Tracking Audit Methodology — 5-Check Protocol

Why This Exists

Our first pass at auditing client websites produced false negatives — we claimed Sixpenny and Freshly Picked had broken Meta tracking when it was actually working behind cookie consent banners. This methodology prevents that mistake.

The 5-Check Protocol

Every site audit MUST run all 5 checks before making any claim.

Check 1: Network Request Monitoring (Pre-Consent)

Load the page with request interception. Capture all requests to tracking domains. This shows what fires WITHOUT user consent.

async (page) => {
  const requests = [];
  page.on('request', req => {
    const url = req.url();
    if (url.match(/google|facebook|tiktok|bing|linkedin|pinterest|snap|analytics|pixel|conversion|gtag|gtm/i)) {
      requests.push({ url: url.substring(0, 300), type: req.resourceType() });
    }
  });
  await page.goto(TARGET_URL, { waitUntil: 'networkidle' });
  await page.waitForTimeout(5000);
  return requests;
}

Check 2: Cookie Consent Test

Accept cookies/consent banner, wait 5 seconds, then re-check. Many GDPR-compliant sites block ALL tracking until consent.

// Click Accept/Allow button
const btn = await page.$('button:has-text("Accept")') ||
            await page.$('button:has-text("Allow")');
if (btn) await btn.click();
await page.waitForTimeout(5000);

// Re-check: did new pixels load?

Critical: If pixels load AFTER consent, they are WORKING — not broken. Do not claim otherwise.

Check 3: JavaScript Global State

Check window for tracking functions.
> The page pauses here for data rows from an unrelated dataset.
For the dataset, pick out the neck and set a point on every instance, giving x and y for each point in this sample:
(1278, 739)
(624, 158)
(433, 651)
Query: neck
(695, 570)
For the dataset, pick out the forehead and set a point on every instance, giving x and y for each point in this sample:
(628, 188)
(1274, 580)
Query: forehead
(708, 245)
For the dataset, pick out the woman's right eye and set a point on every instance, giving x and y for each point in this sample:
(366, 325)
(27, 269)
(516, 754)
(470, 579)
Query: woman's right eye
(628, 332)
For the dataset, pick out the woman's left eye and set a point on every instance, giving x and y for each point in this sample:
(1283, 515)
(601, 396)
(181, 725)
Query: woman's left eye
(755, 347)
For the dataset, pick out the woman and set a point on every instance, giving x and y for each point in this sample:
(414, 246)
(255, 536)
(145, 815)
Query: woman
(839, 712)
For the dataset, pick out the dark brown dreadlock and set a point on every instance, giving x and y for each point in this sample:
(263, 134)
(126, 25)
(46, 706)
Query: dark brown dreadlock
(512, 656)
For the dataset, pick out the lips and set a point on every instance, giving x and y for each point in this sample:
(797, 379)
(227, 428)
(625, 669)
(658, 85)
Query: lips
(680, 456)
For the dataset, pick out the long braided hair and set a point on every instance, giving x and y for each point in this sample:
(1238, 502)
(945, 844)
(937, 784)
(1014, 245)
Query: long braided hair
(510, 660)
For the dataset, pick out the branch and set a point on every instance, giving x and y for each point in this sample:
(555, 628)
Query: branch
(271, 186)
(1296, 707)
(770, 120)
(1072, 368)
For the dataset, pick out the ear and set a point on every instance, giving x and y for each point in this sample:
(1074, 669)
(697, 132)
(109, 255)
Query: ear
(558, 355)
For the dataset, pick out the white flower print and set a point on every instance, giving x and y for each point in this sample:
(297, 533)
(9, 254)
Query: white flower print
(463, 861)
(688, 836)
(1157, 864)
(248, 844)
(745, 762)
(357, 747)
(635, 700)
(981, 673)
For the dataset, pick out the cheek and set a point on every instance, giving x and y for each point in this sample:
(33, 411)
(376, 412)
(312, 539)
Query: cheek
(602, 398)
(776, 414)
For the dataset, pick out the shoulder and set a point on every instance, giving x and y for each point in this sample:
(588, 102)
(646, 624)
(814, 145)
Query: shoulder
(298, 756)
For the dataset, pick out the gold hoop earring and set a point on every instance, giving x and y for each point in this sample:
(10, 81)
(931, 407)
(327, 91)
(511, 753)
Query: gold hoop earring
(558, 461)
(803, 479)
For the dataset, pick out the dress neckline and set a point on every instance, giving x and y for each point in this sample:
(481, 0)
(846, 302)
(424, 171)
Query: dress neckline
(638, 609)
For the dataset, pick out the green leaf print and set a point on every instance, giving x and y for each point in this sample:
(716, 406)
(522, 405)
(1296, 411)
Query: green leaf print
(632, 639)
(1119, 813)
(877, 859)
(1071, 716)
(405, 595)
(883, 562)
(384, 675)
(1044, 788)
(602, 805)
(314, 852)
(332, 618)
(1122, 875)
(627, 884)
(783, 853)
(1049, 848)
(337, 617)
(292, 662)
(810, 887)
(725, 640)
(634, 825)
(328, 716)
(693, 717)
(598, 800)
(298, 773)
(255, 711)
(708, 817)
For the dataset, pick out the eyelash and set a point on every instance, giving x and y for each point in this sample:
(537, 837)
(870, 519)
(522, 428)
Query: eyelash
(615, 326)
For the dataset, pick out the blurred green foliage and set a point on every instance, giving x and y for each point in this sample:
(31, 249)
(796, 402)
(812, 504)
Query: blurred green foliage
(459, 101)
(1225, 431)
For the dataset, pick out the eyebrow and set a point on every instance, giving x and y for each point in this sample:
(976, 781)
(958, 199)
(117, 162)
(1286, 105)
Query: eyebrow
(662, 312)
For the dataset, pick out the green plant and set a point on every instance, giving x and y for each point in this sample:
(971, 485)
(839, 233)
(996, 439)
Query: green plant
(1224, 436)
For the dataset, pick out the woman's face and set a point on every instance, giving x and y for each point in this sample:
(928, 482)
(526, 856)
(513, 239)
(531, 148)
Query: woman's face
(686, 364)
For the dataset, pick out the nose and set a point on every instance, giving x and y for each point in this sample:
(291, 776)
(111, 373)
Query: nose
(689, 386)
Must check BOTH main window AND iframes (Shopify sandboxes).

() => ({
  gtag: typeof window.gtag === 'function',
  dataLayer: Array.isArray(window.dataLayer),
  fbq: typeof window.fbq === 'function',
  ttq: !!(window.ttq?.track),
  // Shopify Web Pixels run in sandboxed iframes — fbq won't be on main window
  shopifyWebPixels: document.querySelectorAll('script[src*="web-pixel"]').length,
})

Critical: On Shopify sites, Meta pixel may exist ONLY inside a sandboxed iframe. window.fbq === undefined does NOT mean Meta is missing.

Check 4: Source Code Scan

Scan all <script> tags for pixel IDs and conversion event code:

() => {
  const html = document.documentElement.innerHTML;
  return {
    googleAdsIds: [...new Set(html.match(/AW-\d+/g) || [])],
    ga4Ids: [...new Set(html.match(/G-[A-Z0-9]+/g) || [])],
    gtmIds: [...new Set(html.match(/GTM-[A-Z0-9]+/g) || [])],
    metaPixels: [...new Set(html.match(/fbq\(['"]init['"],\s*['"](\d+)['"]\)/g) || [])],
    hasConversionCode: html.includes("gtag('event', 'conversion'") || html.includes("send_to"),
    hasFbqTrack: html.includes("fbq('track'"),
    hasTtqTrack: html.includes("ttq.track"),
  };
}

Check 5: Conversion Page Test

Navigate to the site's actual conversion page (form, checkout, thank-you) and check if conversion events fire. This is the definitive test.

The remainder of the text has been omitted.